Fastmarks is a macOS utility from Retina Studio that puts a single keyboard shortcut between you and every bookmark saved across your installed web browsers. It maintains a live, unified index spanning Safari, Chrome, Firefox, Brave, Edge, and other Chromium-based browsers, so the mental overhead of remembering which browser holds which link vanishes completely.
What is Fastmarks?
Fastmarks is a keyboard-driven bookmark launcher for Mac — a lean menubar tool that collapses every browser's bookmark collection into one searchable, instant-open interface. You press your chosen global hotkey, type a word or fragment from a URL or page title, and matching bookmarks surface in a clean results list. Hit Return and the page opens, without ever touching a browser menu, a bookmarks sidebar, or a cluttered Bookmarks Bar folder hierarchy. The app indexes your bookmarks in the background and keeps that index current as you save new ones, so you're always searching your real, live library.
What does Fastmarks do best?
Cross-browser unification is the headline feature, and it earns that billing. Most people accumulate bookmarks across two or three browsers without planning to — work documentation ends up in Chrome, long-read queues pile up in Safari, and legacy project references linger in Firefox. No single browser's native search can reach the others. Fastmarks can.

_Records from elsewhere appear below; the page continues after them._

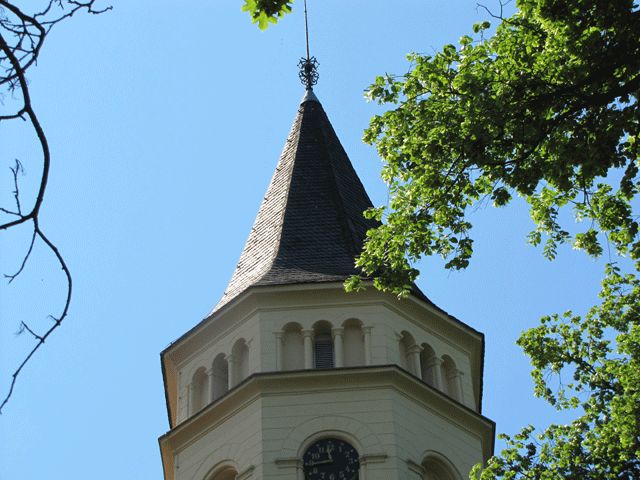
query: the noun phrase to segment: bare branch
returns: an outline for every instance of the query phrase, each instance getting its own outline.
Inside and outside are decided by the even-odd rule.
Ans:
[[[18,376],[22,372],[22,369],[25,367],[25,365],[27,365],[27,363],[29,363],[29,360],[31,360],[31,357],[33,357],[33,355],[40,349],[40,347],[44,345],[47,338],[49,338],[49,335],[51,335],[62,324],[62,321],[67,317],[67,314],[69,313],[69,306],[71,305],[71,293],[73,291],[73,280],[71,278],[71,272],[69,271],[69,268],[67,267],[67,264],[65,263],[64,258],[60,254],[60,251],[58,250],[58,248],[44,235],[44,233],[42,233],[42,230],[40,230],[40,226],[38,224],[37,219],[34,219],[34,232],[36,232],[36,235],[49,247],[49,249],[51,249],[51,251],[56,256],[56,259],[58,260],[58,263],[60,264],[60,267],[62,268],[62,271],[64,272],[67,280],[67,295],[66,295],[64,306],[62,308],[62,313],[60,314],[60,316],[57,318],[51,317],[54,320],[53,325],[42,336],[37,336],[34,334],[34,336],[39,338],[39,340],[35,344],[35,346],[31,349],[31,351],[27,354],[27,356],[22,360],[18,368],[11,375],[11,384],[9,385],[9,391],[7,392],[6,396],[2,400],[2,403],[0,403],[0,414],[2,413],[2,409],[5,407],[7,402],[9,402],[9,399],[13,395],[13,391],[16,386],[16,381],[18,380]],[[25,325],[24,322],[22,322],[22,325]]]
[[[502,0],[500,0],[500,2],[498,2],[500,5],[500,13],[493,13],[489,7],[487,7],[486,5],[483,5],[482,3],[476,3],[476,9],[478,8],[482,8],[484,11],[487,12],[487,14],[492,17],[495,18],[496,20],[500,20],[502,22],[504,22],[506,19],[504,18],[504,7],[506,7],[507,5],[509,5],[511,3],[511,0],[507,0],[505,2],[503,2]]]
[[[60,254],[60,251],[40,228],[39,213],[44,201],[47,182],[49,179],[51,152],[49,150],[49,143],[45,132],[31,103],[26,72],[31,66],[37,63],[45,38],[55,25],[72,17],[79,11],[97,15],[111,10],[111,6],[103,9],[95,8],[96,1],[97,0],[48,0],[42,10],[33,14],[27,14],[23,9],[14,5],[13,2],[9,0],[0,0],[0,11],[2,11],[2,15],[0,15],[0,87],[6,89],[6,91],[11,94],[18,91],[20,92],[18,94],[18,102],[20,102],[20,105],[14,112],[0,115],[0,122],[21,119],[31,123],[42,152],[42,173],[40,176],[40,182],[37,187],[33,206],[27,213],[23,213],[23,205],[20,200],[20,188],[18,182],[18,175],[22,173],[24,169],[18,160],[16,160],[15,166],[10,167],[14,182],[13,196],[16,203],[16,211],[0,207],[0,212],[12,215],[16,218],[0,224],[0,231],[6,231],[12,227],[31,221],[33,222],[33,235],[31,236],[29,248],[23,257],[18,270],[14,274],[5,275],[5,277],[8,278],[9,283],[11,283],[24,271],[27,261],[33,252],[36,239],[39,239],[55,255],[60,268],[64,272],[67,283],[67,294],[62,312],[58,317],[50,317],[53,320],[53,325],[51,325],[43,335],[35,333],[26,322],[20,322],[20,330],[28,331],[37,342],[18,365],[18,368],[13,372],[9,390],[0,403],[0,413],[2,413],[2,409],[13,395],[18,376],[24,367],[40,347],[44,345],[49,335],[51,335],[66,318],[71,304],[73,287],[71,273],[67,268],[67,264]]]
[[[16,217],[20,216],[18,212],[12,212],[11,210],[7,210],[6,208],[3,208],[3,207],[0,207],[0,212],[6,213],[8,215],[14,215]]]
[[[24,270],[24,267],[27,264],[27,260],[29,260],[29,257],[31,256],[31,252],[33,251],[33,245],[36,243],[36,234],[37,234],[37,231],[34,228],[33,229],[33,235],[31,236],[31,242],[29,243],[29,249],[27,250],[27,253],[23,257],[22,263],[20,264],[20,268],[18,268],[16,273],[11,274],[11,275],[7,275],[6,273],[4,274],[4,278],[8,278],[9,279],[9,283],[13,282],[16,279],[16,277],[18,275],[20,275],[22,273],[22,271]]]
[[[36,340],[42,340],[42,337],[41,337],[40,335],[38,335],[37,333],[35,333],[33,330],[31,330],[31,329],[29,328],[29,325],[27,325],[27,324],[26,324],[26,323],[24,323],[24,322],[20,322],[20,332],[19,332],[19,333],[22,333],[22,332],[24,332],[25,330],[26,330],[27,332],[29,332],[31,335],[33,335],[33,338],[35,338]]]
[[[24,168],[22,168],[22,164],[20,160],[16,158],[15,167],[9,167],[11,173],[13,174],[13,197],[16,200],[16,207],[18,208],[18,215],[22,216],[22,207],[20,206],[20,187],[18,185],[18,174],[24,173]]]
[[[0,2],[2,1],[3,0],[0,0]],[[40,147],[42,149],[42,178],[40,180],[40,188],[38,189],[38,195],[33,205],[33,209],[29,214],[23,217],[23,220],[26,221],[25,219],[35,217],[36,215],[38,215],[38,212],[40,211],[40,206],[42,205],[42,202],[44,200],[44,193],[47,188],[47,181],[49,180],[49,168],[51,167],[51,153],[49,151],[49,142],[47,141],[47,137],[44,133],[44,130],[42,129],[42,126],[40,125],[40,121],[38,120],[38,117],[36,116],[36,113],[33,110],[33,107],[31,106],[31,96],[29,94],[29,87],[27,85],[27,79],[25,78],[25,75],[24,75],[24,70],[21,68],[20,63],[18,62],[18,59],[13,54],[11,48],[9,47],[9,45],[7,44],[7,42],[5,41],[1,33],[0,33],[0,51],[2,51],[6,55],[7,59],[9,60],[9,62],[11,62],[11,65],[16,71],[18,83],[20,84],[20,90],[22,91],[24,112],[29,117],[29,120],[31,120],[31,124],[33,125],[33,128],[36,131],[36,135],[38,136],[38,141],[40,142]],[[23,223],[23,222],[20,222],[20,223]],[[6,228],[9,228],[9,227],[6,225],[0,225],[0,230],[5,230]]]
[[[20,111],[16,113],[12,113],[10,115],[0,115],[0,122],[3,120],[14,120],[16,118],[21,118],[22,120],[26,121],[23,115],[24,115],[24,109],[20,109]]]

The fuzzy matching is fast and forgiving in equal measure. A partial domain name, a fragment of the page title, or even a keyword buried in an old folder name will surface the right result more reliably than I expected when I first installed it. I've recovered bookmarks from three years back that I'd mentally written off as lost — they were there the whole time, just inaccessible through any single browser's interface.

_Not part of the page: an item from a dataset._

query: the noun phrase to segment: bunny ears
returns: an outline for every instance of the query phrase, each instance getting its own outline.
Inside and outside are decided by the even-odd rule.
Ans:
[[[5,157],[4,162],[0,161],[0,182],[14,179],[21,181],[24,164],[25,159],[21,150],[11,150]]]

The experience is deliberately minimal. No accounts to create, no cloud pairing to configure, no onboarding wizard to dismiss. You assign a hotkey, the app reads your browser libraries, and within sixty seconds of installing you're operating faster than you've ever worked with bookmarks. In a utility category overrun with bloatware, that focus is a feature in its own right.

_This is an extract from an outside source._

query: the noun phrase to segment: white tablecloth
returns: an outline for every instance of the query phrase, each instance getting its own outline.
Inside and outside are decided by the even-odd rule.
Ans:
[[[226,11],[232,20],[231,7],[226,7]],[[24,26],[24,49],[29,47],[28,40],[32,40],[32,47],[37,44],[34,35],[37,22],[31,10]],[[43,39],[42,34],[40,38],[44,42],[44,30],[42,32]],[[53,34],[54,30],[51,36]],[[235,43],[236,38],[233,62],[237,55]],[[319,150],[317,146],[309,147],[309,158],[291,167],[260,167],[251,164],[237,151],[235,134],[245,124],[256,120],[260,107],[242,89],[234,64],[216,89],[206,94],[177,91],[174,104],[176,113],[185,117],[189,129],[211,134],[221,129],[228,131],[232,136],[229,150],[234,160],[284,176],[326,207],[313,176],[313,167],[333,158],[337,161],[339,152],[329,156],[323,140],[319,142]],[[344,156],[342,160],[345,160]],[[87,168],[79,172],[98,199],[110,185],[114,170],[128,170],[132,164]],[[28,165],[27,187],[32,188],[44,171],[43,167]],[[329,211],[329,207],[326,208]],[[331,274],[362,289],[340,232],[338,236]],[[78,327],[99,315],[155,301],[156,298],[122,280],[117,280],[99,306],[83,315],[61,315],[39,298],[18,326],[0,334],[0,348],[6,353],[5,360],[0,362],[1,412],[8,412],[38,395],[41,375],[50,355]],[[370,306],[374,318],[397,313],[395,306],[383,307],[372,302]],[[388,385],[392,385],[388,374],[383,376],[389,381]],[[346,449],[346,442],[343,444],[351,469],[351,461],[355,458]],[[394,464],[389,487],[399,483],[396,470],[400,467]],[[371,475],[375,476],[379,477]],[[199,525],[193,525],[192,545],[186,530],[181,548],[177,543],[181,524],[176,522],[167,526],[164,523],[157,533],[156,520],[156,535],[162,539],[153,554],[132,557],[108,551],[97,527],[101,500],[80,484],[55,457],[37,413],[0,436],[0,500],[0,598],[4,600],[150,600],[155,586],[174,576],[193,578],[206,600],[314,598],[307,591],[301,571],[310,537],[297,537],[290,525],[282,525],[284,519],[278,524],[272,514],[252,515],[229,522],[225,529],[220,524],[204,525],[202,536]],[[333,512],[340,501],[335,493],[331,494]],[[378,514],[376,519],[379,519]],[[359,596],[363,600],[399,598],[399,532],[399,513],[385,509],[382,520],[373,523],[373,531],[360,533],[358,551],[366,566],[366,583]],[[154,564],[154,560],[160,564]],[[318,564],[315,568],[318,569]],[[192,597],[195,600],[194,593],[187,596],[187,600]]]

How much does Fastmarks cost?
Fastmarks is sold directly from Retina Studio's website as a one-time purchase — no subscription, no feature paywalls, no "Pro" tier. A free trial is available, which is exactly the right way to distribute a focused tool like this: you can confirm that it indexes your specific browser combination before handing over any money. For a utility that permanently removes a daily friction point, the price-to-value ratio is hard to argue with.
Who should use Fastmarks?
If you maintain bookmarks in more than one browser, Fastmarks will improve your workflow on day one. Developers bouncing between documentation in Chrome and personal reading in Safari, researchers who bookmark aggressively across multiple browser profiles, and anyone who has spent ten minutes hunting for a link they distinctly remember saving — these are the people Fastmarks was built for.
It is less compelling if you operate exclusively in a single browser and already have a Raycast or Alfred bookmark integration covering that workflow. Those launchers can reach one browser's bookmarks with the right extension, and if that's your entire use case, a dedicated app may be redundant. But the moment a second browser enters the picture — and for most Mac power users, it already has — Fastmarks earns its place faster than almost anything else you could install today.
What are the best Fastmarks alternatives?
The nearest alternatives are general-purpose launchers. Raycast ships a Browser Bookmarks extension that targets a single browser at a time, and Alfred's workflow library offers community-built bookmark finders with similar single-browser scope. Both are excellent launchers, but neither replicates Fastmarks' native multi-browser unified index without considerable extra setup and maintenance.
Raindrop.io and GoodLinks occupy a different lane entirely — they're full bookmark managers with cloud sync, tagging, and reading modes. If you're willing to migrate all your bookmarks into a dedicated manager and build a new saving habit, those tools are powerful. But Fastmarks requires zero migration: it meets your bookmarks exactly where they already live, across every browser, and makes them instantly accessible. For the majority of Mac users who want to improve retrieval without changing their saving workflow, that is the more practical solution.